Jason Lowe created MAPREDUCE-4955:
-------------------------------------
Summary: NM container diagnostics for excess resource usage can be
lost if task fails while being killed
Key: MAPREDUCE-4955
URL: https://issues.apache.org/jira/browse/MAPREDUCE-4955
Project: Hadoop Map/Reduce
Issue Type: Bug
Components: mr-am
Affects Versions: 0.23.5, 2.0.3-alpha
Reporter: Jason Lowe
When a nodemanager kills a container for being over resource budgets, it
provides a diagnostics message for the container status explaining why it was
killed.
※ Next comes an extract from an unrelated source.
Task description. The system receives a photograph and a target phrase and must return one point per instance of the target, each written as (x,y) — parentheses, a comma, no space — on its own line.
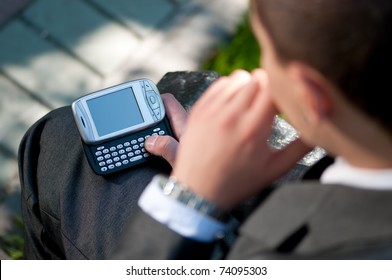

However this message can be lost if the task fails during the shutdown
from the SIGTERM (e.g.: lost DFS leases because filesystem closed) and notifies
the AM via the task umbilical *before* the AM receives the NM's container
status message via the RM heartbeat.
In that case the task attempt fails with the task's failure diagnostic, and the
user is left wondering exactly why the task failed because the NM's diagnostics
arrive too late, are not written to the history file, and are lost. If the AM
receives the container status via the RM heartbeat before the task fails during
shutdown then the diagnostics are written properly to the history file, and the
user can see why the task failed.
--
This message is automatically generated by JIRA.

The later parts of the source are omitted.